Friday, December 22, 2023
Touch of an old friend’s hand
it's hard to remember
Sometimes it's hard to remember that I'm not the only one who has lost someone.
It's a little embarrassing to admit, but I can honestly say that I have more good moments than bad now… More good days than bad days now...More Hope than hopelessness now.
I have discovered that when I feel like I'm the only person who understands that, God usually sends someone to me very quickly to remind me that I'm not alone.
So I've decided that today I am going to make someone else's day.
When I go to the store I'm going to comment about how great someone's shoes are or how amazing their hair looks in the sun or I'll say "what a wonderful smile you have" when I see someone with a wonderful smile.
I discovered a long time ago that it's really easy to make someone's day.
All it takes is a brief comment or a Unexpected compliment to pull somebody else out of a bad day. Shortly after I discovered how easy that was...
I discovered that making someone else's day is also a great way to make my own day!
Why don't you give it a shot today? You can even text someone and make their day. A simple text letting someone know you're thinking about them can go a very long way.
For the rest of this month, and or the months after I herby promise to go out of my way to make at least one person's day,every day.
You know who's going to be very happy with that decision!

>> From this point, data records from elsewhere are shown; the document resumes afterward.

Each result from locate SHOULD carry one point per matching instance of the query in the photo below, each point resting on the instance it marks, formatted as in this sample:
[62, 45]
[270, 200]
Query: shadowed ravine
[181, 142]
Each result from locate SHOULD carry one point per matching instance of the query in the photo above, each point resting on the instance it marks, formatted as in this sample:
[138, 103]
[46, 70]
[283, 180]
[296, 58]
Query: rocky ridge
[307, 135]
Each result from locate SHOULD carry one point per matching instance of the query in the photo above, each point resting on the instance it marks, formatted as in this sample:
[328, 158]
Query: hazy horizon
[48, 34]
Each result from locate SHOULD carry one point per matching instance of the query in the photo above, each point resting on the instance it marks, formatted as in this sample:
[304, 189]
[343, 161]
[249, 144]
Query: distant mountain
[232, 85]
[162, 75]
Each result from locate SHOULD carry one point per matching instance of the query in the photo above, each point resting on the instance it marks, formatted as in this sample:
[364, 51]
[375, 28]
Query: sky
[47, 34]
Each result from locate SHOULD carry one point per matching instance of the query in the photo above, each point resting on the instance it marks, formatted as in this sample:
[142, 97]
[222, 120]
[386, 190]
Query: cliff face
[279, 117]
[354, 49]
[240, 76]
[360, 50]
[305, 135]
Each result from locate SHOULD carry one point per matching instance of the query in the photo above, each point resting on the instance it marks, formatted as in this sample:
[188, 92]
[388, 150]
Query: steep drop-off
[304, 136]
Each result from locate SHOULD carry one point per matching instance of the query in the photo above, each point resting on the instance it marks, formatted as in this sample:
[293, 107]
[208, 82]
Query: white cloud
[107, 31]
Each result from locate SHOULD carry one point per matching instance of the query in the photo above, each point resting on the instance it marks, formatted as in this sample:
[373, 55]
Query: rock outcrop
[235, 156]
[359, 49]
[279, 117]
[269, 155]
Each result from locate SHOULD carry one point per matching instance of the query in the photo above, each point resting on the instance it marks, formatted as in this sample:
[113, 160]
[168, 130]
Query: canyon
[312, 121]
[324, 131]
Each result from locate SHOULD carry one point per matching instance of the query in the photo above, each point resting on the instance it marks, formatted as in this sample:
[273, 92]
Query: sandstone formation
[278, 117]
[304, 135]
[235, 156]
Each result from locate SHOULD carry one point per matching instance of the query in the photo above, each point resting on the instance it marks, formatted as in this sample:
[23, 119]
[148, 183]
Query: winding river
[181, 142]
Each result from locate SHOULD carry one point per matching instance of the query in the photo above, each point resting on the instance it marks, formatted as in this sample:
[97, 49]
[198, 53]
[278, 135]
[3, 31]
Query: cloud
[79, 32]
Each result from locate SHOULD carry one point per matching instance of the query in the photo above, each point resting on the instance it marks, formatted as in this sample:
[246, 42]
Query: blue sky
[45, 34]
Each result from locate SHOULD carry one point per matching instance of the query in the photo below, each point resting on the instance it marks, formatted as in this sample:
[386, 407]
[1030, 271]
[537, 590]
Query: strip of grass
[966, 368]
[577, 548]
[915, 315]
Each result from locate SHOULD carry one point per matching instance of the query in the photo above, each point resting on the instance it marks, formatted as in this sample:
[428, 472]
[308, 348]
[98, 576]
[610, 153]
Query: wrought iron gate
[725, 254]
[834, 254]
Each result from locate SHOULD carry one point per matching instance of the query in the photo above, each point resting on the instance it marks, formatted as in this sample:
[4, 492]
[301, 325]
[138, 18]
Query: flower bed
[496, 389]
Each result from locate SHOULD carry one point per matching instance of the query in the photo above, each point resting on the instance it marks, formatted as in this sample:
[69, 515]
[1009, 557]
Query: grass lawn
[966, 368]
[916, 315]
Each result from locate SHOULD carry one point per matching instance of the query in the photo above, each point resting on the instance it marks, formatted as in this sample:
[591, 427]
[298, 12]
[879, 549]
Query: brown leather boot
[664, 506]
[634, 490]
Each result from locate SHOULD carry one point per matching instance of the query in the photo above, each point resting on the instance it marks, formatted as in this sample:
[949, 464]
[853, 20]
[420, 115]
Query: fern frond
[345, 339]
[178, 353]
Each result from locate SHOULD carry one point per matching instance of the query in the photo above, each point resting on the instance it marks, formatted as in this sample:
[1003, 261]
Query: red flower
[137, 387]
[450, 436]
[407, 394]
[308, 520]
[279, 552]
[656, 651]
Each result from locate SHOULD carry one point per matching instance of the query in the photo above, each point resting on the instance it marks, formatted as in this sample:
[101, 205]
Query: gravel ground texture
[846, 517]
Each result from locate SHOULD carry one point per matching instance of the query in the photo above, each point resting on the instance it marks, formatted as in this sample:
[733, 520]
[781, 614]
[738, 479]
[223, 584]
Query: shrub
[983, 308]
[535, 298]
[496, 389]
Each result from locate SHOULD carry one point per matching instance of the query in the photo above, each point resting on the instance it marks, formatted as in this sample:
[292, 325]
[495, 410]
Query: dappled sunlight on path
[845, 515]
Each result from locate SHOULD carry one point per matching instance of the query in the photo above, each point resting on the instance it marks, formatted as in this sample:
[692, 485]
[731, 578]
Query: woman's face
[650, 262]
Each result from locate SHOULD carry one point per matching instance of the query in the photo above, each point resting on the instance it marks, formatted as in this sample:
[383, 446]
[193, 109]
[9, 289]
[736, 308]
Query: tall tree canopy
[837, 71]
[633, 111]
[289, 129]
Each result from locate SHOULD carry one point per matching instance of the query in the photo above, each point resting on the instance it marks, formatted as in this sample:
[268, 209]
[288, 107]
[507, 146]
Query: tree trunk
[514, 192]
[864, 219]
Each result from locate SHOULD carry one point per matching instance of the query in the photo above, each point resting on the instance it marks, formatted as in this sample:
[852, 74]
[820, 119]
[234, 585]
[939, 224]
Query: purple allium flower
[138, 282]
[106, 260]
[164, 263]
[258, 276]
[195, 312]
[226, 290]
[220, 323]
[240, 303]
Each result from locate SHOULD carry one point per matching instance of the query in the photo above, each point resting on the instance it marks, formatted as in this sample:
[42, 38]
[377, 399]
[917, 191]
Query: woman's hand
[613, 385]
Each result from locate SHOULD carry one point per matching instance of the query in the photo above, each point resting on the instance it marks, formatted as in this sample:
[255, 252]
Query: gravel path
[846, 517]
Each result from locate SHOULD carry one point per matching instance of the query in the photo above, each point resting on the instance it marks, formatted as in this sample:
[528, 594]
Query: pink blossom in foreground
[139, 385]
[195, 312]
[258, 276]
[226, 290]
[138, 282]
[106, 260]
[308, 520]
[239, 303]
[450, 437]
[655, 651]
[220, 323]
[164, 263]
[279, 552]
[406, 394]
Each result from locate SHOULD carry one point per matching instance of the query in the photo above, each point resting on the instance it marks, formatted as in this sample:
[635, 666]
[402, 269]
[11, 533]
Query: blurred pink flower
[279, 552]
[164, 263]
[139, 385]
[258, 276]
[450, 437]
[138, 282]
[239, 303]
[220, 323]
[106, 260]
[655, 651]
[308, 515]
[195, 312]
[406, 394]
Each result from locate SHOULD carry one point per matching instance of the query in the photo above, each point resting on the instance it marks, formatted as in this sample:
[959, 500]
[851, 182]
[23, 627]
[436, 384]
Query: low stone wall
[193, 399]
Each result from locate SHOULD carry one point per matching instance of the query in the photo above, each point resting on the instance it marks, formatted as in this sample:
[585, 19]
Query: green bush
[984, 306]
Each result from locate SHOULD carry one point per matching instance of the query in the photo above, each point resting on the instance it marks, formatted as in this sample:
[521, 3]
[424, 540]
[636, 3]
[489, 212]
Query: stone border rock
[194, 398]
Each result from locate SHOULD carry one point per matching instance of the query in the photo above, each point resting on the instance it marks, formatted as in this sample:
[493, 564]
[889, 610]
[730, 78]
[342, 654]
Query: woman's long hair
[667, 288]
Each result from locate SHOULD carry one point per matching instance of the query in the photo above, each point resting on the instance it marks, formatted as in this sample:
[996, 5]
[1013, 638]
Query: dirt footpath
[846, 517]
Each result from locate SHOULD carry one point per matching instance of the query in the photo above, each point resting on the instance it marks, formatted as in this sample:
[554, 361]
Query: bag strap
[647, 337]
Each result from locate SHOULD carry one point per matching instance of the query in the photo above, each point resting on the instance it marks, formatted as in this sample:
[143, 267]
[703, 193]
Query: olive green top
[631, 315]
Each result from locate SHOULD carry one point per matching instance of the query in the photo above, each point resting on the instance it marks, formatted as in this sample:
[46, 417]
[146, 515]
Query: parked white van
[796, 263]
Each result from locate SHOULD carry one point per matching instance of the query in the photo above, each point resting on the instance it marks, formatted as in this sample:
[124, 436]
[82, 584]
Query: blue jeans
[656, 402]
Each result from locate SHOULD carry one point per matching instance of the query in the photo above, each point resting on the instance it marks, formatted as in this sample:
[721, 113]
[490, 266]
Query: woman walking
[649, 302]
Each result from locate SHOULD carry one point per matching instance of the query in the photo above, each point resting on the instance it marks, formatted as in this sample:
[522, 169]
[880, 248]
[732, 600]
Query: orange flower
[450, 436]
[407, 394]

Saturday, September 23, 2023
Why Crying ?
So I’m cooking breakfast for myself and my wife. Cheese grits, toast, sausage and eggs. Everything going good, been a great morning so far and I have been productive. Then I go to flip her eggs and my hand tremors hit, the yoke bust on both and they land folded. I’m mad I did that when I was doing so good. Then I sit with my wife to eat and when I start to tell her about ruining her eggs I choke up, I can’t stop the feeling of being useless, a failure. I start crying, Tears flowing and I don’t know why. Why ? It was such a good day.
Monday, June 12, 2023
Nobody cares or wants me.
So does it matter that nobody views my page? Am I writing to myself? This is discouraging. It would be nice to know that somebody in this world cares a little. It seems like everything I do is wrong. Just ask my wife. I can't do anything correct. I always try to be honest and sometimes it gets me in hot water.